Mr Howlin said many of the allowances amounted to "core pay" in the public service and so would not be suitable for cuts as he accused people of a "lack of understanding" about his agenda.
"We've done more in terms of reform in the past 18 months than we have in the last 20 years," he told RTÉ.
"We've halved sick pay, reformed annual leave and overtime and set about a different way of procuring €9bn for the public service. That's what reform is.
"There are some crude comments that somehow suggest cutting pay is the only thing that amounts to reform. I was given a job to totally reform the public service. To have a comple-tely new way of looking at how we pay public servants, how we structure the public service, to break down barriers and deliver services in a reformed way."

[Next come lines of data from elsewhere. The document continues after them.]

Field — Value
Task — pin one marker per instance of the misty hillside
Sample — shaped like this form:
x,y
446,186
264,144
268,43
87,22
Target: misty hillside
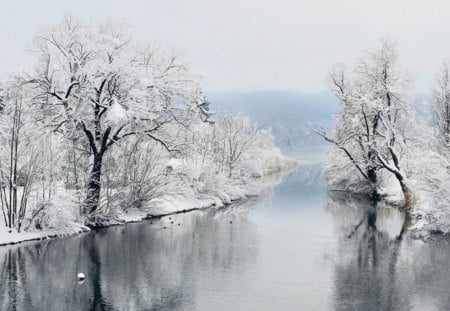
x,y
292,116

He dismissed concerns at his failure to substantially reduce the allowance budget by claiming critics were "fixated on a tree" when he was trying "to control a forest".
He said the promised allowance savings had not been factored into overall Government spending plans, and core pay needed to be protected. "If we removed the allowances for gardaí it would have reduced their core pay by 20%. We need to integrate allowances to core pay - it's under way in education and defence. It's a complex and overlapping issue."
The comments came as Pat Rabbitte, the energy and natural resources minister, backed calls by the Irish Congress of Trade Unions leader, David Begg, to incorporate outdated" allowance structures into general pay rates. Mr Begg called for trade unions and public sector managers to hammer out a new deal.
Mr Rabbitte said such a move would be "sensible" as he noted that some allowances were justified due to particular working conditions in parts of the public service.
Such reform was also supported by Education Minister Ruairi Quinn, who branded the present structure "confusing".